While it can be difficult to prevent a connected device from being recruited into a botnet, organizations can protect their networks with managed IP bandwidth services and proactive and automated DDoS protection while enabling edge connectivity

Misalignment across device edge and service provider edge

While cloud computing is about centralizing data and applications in big cloud data centers, edge computing is about distributing processing to the network perimeter. With edge technology, existing cloud providers will deliver many edge services either independently or in collaboration with internet service providers, carriers and more. Additionally, organizations will need to work with ISPs, device manufactures and integrators on their edge computing implementation.

With increased data movement and the flexibility to place the data outside of the central cloud at varying locations on the distributed network, organizations must consider the resulting security, regulatory and compliance issues that come with it. This is especially true for data related to healthcare, governments, finance and other sensitive data. Tackling these issues requires defining the appropriate security controls at the edge locations and ensuring that uniform security policies are applied throughout the entire distributed computing architecture.

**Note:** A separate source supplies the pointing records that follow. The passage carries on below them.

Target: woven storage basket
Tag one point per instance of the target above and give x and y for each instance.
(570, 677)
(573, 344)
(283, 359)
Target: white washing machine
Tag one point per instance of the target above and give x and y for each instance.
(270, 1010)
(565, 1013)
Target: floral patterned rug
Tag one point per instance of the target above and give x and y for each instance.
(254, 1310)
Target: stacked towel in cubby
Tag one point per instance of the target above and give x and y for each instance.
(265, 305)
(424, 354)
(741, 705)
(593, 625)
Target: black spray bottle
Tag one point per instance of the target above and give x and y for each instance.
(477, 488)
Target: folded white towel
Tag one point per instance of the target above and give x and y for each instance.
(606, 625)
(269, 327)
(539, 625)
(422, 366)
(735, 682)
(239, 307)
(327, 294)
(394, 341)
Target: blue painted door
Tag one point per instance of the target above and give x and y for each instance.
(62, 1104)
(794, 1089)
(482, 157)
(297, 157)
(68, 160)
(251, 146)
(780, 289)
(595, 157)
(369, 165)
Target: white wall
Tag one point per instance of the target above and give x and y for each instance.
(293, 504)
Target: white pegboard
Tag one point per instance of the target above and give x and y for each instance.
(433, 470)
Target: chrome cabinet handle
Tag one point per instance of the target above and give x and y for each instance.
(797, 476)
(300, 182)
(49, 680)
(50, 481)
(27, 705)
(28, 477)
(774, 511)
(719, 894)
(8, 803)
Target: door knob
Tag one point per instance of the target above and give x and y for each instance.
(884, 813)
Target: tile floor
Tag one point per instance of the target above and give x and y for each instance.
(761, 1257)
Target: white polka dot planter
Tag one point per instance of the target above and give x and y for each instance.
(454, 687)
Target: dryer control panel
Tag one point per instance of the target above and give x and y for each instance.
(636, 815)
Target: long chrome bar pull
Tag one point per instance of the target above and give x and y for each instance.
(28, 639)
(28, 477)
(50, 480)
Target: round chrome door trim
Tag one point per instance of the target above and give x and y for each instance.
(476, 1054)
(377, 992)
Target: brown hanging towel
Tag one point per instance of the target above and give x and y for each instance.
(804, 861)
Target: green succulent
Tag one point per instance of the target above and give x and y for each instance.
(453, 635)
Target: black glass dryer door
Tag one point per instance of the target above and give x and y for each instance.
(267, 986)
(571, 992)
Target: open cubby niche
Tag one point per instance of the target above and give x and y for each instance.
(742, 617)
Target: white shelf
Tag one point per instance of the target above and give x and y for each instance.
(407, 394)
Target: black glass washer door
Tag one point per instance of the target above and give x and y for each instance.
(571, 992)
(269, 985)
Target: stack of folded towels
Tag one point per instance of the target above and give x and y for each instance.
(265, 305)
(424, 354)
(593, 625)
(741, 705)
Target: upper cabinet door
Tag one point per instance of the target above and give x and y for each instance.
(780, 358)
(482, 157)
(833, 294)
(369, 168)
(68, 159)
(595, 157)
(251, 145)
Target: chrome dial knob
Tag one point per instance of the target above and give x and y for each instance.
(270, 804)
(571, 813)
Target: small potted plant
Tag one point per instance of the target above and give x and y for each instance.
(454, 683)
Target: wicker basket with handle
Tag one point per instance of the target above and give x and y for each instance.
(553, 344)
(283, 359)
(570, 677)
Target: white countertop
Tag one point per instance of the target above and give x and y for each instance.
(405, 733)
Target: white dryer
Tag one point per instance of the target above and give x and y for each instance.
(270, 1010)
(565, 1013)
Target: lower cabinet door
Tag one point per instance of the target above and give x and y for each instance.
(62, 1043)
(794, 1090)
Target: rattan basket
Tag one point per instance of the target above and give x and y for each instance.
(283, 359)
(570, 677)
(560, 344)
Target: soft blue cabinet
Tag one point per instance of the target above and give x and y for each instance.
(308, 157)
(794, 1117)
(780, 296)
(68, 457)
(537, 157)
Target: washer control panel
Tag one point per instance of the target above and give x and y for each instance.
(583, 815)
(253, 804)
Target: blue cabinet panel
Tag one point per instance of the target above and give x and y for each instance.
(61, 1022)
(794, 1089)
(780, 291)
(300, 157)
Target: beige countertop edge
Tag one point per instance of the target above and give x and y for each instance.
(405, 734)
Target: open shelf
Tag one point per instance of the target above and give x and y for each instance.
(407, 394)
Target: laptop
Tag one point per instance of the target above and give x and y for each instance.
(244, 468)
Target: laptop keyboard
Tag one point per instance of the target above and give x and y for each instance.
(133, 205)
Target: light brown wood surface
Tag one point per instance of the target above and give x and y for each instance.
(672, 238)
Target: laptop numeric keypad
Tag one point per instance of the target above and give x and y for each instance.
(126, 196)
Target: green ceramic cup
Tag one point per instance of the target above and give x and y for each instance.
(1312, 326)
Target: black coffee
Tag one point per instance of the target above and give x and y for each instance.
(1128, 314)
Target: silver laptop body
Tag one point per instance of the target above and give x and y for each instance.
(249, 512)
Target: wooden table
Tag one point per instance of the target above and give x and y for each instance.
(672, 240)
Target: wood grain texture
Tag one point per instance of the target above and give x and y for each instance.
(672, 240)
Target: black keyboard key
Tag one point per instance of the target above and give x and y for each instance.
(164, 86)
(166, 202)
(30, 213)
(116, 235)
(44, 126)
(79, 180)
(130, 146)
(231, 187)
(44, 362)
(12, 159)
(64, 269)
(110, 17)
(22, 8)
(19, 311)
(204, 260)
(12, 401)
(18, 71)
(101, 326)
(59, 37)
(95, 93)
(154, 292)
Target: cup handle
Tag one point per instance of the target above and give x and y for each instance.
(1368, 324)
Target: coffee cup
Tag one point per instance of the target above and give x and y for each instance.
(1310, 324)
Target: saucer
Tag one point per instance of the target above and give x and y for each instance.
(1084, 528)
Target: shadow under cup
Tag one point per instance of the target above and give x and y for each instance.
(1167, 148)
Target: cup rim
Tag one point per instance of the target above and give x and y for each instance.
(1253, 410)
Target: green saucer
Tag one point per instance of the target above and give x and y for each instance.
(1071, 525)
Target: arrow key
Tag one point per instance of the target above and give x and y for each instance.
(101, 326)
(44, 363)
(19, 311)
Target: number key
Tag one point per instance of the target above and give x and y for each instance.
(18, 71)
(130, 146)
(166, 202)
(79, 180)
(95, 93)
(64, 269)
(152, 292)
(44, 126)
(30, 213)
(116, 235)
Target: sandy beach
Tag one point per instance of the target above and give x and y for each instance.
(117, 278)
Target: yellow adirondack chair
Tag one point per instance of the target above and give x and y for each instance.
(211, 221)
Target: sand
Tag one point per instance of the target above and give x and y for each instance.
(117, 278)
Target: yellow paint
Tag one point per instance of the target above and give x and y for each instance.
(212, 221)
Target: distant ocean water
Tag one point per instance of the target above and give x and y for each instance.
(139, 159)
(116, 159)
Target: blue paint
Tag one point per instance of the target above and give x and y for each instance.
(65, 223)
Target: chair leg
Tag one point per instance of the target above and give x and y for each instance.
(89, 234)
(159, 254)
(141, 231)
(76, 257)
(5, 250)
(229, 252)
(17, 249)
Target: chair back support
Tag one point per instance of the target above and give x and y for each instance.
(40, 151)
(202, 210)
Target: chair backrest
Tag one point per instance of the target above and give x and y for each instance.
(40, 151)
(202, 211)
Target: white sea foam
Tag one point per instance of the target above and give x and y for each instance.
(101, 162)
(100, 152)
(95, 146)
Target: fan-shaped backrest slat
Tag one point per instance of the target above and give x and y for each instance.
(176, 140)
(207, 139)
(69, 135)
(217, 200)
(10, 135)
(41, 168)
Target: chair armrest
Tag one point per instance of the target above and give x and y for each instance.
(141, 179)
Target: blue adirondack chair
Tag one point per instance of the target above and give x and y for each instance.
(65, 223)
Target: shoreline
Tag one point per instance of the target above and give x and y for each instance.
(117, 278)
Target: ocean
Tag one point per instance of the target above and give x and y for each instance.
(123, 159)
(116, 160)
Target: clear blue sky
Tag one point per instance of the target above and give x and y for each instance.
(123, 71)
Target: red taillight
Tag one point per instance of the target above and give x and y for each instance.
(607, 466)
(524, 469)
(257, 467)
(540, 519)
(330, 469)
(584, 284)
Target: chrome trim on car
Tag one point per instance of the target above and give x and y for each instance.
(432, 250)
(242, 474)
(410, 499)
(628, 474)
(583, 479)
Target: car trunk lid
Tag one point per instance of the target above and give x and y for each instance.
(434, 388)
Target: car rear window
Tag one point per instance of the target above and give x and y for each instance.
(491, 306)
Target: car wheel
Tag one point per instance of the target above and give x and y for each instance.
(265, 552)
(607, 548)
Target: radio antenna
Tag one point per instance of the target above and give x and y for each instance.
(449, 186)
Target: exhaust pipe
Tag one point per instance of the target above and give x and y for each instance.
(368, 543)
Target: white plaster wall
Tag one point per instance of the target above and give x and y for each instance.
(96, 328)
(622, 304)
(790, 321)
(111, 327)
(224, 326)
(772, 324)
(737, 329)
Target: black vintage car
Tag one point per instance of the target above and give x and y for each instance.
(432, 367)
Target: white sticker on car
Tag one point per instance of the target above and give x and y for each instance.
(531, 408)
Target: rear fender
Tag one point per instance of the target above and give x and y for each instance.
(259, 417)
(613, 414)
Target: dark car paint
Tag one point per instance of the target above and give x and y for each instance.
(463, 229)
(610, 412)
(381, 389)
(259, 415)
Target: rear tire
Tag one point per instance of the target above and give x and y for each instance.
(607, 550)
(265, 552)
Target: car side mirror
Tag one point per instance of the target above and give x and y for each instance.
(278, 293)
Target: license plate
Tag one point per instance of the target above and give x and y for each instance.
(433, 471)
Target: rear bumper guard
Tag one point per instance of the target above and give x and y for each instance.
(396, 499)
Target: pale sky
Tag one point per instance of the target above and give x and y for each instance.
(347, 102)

Use a comprehensive platform that supports edge security 

As edge computing continues to gain traction, organizations must map out a comprehensive edge computing strategy and architecture aligned with their overall business goals to protect their security. To support this level of secure edge connectivity, use a comprehensive platform that offers continuous flexibility to enable you to take advantage of leading IT infrastructure. With this type of network solution in place, you’ll enjoy faster data transfer across your entire network while feeling confident in your company’s edge computing security.